Complexity theory puts limits on performance of gradient descent
miketery 2021-08-18 00:15:57 +0000 UTC [ - ]
This seems counter intuitive. Why would this be true? I would have thought that it’s almost impossible for a particle to end up in the same place as it started.
fshbbdssbbgdd 2021-08-18 00:26:32 +0000 UTC [ - ]
One example of a compact convex set is a circle. Imagine some continuous function that maps a circle to a circle. An easy example is rotation. For rotation, the center stays in the same place. Now imagine some more complicated function that might do rotation, stretching, spiral distortions, whatever you can imagine. But it has to be continuous, meaning you can’t go off one edge and come back on the other side (among other things). Try to draw, or even just imagine a transformation like this and you’ll find that there’s always some point that stays in the same place.

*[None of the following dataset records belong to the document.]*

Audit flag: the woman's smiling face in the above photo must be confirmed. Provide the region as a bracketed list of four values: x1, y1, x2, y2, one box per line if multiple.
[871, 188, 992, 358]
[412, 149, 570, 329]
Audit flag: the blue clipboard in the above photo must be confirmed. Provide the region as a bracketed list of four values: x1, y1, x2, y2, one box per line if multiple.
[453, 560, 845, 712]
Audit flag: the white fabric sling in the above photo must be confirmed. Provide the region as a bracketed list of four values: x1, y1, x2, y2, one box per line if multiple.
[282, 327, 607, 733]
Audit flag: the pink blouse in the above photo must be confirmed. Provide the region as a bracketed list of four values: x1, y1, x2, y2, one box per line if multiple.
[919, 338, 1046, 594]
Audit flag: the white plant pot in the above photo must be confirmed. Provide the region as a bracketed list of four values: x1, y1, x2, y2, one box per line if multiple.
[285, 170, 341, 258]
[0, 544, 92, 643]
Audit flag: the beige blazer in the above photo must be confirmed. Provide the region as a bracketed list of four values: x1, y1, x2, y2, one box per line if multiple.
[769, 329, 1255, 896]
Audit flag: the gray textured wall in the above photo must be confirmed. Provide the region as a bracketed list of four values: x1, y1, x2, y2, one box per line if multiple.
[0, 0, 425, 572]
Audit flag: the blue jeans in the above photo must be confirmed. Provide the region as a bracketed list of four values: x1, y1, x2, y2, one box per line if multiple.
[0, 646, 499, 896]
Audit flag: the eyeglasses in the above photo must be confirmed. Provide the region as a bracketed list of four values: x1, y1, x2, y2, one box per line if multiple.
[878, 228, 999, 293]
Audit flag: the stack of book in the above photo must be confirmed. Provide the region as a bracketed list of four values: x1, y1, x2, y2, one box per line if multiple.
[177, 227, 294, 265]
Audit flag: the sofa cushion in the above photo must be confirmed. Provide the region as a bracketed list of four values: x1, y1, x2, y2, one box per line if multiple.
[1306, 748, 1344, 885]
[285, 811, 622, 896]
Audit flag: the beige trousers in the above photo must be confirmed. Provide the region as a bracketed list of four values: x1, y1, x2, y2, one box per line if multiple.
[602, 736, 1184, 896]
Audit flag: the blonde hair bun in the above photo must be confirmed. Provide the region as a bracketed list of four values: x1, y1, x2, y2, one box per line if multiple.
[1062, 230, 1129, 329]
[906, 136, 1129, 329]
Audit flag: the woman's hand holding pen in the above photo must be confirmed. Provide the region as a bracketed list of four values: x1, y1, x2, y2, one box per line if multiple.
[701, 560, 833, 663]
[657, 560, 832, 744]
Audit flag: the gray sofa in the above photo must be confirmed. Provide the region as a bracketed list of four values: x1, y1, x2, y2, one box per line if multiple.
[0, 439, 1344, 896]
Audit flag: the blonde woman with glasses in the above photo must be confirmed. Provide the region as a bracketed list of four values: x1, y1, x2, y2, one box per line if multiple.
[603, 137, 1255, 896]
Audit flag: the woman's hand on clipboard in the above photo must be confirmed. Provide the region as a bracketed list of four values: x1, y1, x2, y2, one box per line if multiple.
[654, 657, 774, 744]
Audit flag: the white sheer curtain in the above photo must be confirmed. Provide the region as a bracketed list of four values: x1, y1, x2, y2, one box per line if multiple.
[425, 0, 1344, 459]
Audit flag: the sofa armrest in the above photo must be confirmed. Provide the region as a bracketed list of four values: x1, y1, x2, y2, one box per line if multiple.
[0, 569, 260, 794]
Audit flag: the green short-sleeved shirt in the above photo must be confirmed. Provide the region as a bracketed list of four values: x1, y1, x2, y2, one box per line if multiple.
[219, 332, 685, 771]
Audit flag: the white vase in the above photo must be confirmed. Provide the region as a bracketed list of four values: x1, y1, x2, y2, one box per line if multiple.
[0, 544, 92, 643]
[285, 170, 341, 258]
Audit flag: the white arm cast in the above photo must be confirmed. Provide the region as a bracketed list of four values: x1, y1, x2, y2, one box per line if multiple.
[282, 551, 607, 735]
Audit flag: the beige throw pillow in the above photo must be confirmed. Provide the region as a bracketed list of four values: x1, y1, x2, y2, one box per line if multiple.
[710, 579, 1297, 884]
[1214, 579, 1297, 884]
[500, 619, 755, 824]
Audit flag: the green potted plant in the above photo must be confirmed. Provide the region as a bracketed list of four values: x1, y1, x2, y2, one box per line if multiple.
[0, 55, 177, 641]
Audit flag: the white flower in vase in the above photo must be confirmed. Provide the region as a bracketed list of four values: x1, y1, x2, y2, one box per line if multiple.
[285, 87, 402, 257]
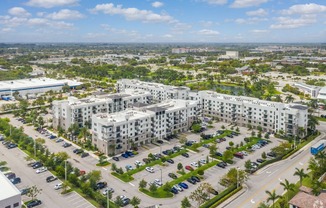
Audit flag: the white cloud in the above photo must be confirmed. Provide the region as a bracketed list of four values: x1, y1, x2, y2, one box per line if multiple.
[203, 0, 228, 5]
[270, 15, 317, 29]
[91, 3, 175, 23]
[234, 17, 268, 24]
[231, 0, 268, 8]
[152, 1, 164, 8]
[251, 29, 268, 33]
[246, 8, 268, 17]
[8, 7, 31, 17]
[47, 9, 84, 20]
[198, 29, 220, 36]
[281, 3, 326, 15]
[26, 0, 79, 8]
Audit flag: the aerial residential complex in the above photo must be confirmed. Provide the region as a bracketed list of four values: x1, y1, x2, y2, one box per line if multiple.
[0, 77, 82, 97]
[0, 171, 22, 208]
[52, 89, 152, 130]
[53, 79, 308, 154]
[92, 100, 198, 154]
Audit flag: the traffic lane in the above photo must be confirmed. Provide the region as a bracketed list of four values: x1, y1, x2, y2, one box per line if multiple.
[0, 145, 69, 207]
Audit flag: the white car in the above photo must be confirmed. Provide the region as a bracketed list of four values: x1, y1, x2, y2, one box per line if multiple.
[54, 183, 63, 190]
[199, 159, 207, 164]
[135, 160, 143, 166]
[190, 162, 198, 167]
[145, 167, 154, 173]
[36, 167, 48, 174]
[154, 179, 163, 186]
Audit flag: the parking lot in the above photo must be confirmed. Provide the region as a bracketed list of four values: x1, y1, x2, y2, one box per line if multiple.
[0, 141, 94, 208]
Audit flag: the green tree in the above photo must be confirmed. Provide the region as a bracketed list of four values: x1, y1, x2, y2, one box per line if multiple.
[265, 190, 281, 208]
[181, 197, 191, 208]
[293, 168, 308, 186]
[280, 179, 295, 202]
[130, 196, 141, 207]
[26, 185, 42, 200]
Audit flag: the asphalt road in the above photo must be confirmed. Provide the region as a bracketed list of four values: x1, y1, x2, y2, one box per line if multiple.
[0, 144, 94, 208]
[220, 130, 326, 208]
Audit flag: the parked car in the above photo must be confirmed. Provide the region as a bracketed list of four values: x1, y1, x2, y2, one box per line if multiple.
[46, 176, 58, 183]
[95, 182, 107, 190]
[36, 167, 48, 174]
[80, 152, 89, 158]
[178, 182, 188, 189]
[185, 165, 194, 171]
[26, 199, 42, 208]
[54, 183, 63, 190]
[168, 173, 178, 179]
[10, 177, 22, 184]
[167, 159, 174, 164]
[181, 152, 189, 158]
[145, 167, 154, 173]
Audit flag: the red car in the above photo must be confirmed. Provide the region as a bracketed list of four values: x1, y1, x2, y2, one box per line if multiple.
[186, 165, 194, 171]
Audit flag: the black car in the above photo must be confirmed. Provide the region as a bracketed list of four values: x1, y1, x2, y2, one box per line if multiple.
[168, 173, 178, 179]
[181, 152, 189, 158]
[216, 162, 225, 168]
[46, 176, 58, 183]
[166, 159, 174, 164]
[26, 199, 42, 208]
[171, 187, 179, 194]
[80, 152, 89, 158]
[187, 178, 196, 184]
[95, 182, 107, 190]
[32, 162, 43, 169]
[191, 176, 200, 182]
[73, 149, 83, 154]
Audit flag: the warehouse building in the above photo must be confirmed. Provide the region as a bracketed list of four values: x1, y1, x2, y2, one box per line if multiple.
[0, 77, 82, 97]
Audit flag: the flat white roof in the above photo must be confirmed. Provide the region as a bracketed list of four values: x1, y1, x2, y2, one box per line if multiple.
[0, 172, 20, 201]
[0, 77, 82, 91]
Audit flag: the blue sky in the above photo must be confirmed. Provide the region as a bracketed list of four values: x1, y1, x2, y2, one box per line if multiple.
[0, 0, 326, 43]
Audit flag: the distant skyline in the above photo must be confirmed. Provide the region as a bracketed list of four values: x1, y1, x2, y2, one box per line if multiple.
[0, 0, 326, 43]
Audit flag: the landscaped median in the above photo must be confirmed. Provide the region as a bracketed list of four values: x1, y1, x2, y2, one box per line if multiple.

For a 3D object like a glass it’s hard to see the same thing intuitively, but Brouwer’s theorem says that it holds (and it also holds for higher-dimensional sets).
kevinventullo 2021-08-18 01:07:58 +0000 UTC [ - ]
enriquto 2021-08-18 10:46:20 +0000 UTC [ - ]
A glass is not convex so this theorem does not apply. You'd need other fixed-point theorems for that. If the glass has a handle the result is trivially false (consider rotating a doughnut, this does not have any fixed point).
antman 2021-08-18 08:25:52 +0000 UTC [ - ]
techwizrd 2021-08-18 00:32:44 +0000 UTC [ - ]
I think the 3-dimensional analogy (similar to the stirring of coffee and sugar Brouwer observed) is rather unintuitive. I think some of the proofs are quite beautiful, but I like this analogy from Wikipedia:
> Take an ordinary map of a country, and suppose that that map is laid out on a table inside that country. There will always be a "You are Here" point on the map which represents that same point in the country.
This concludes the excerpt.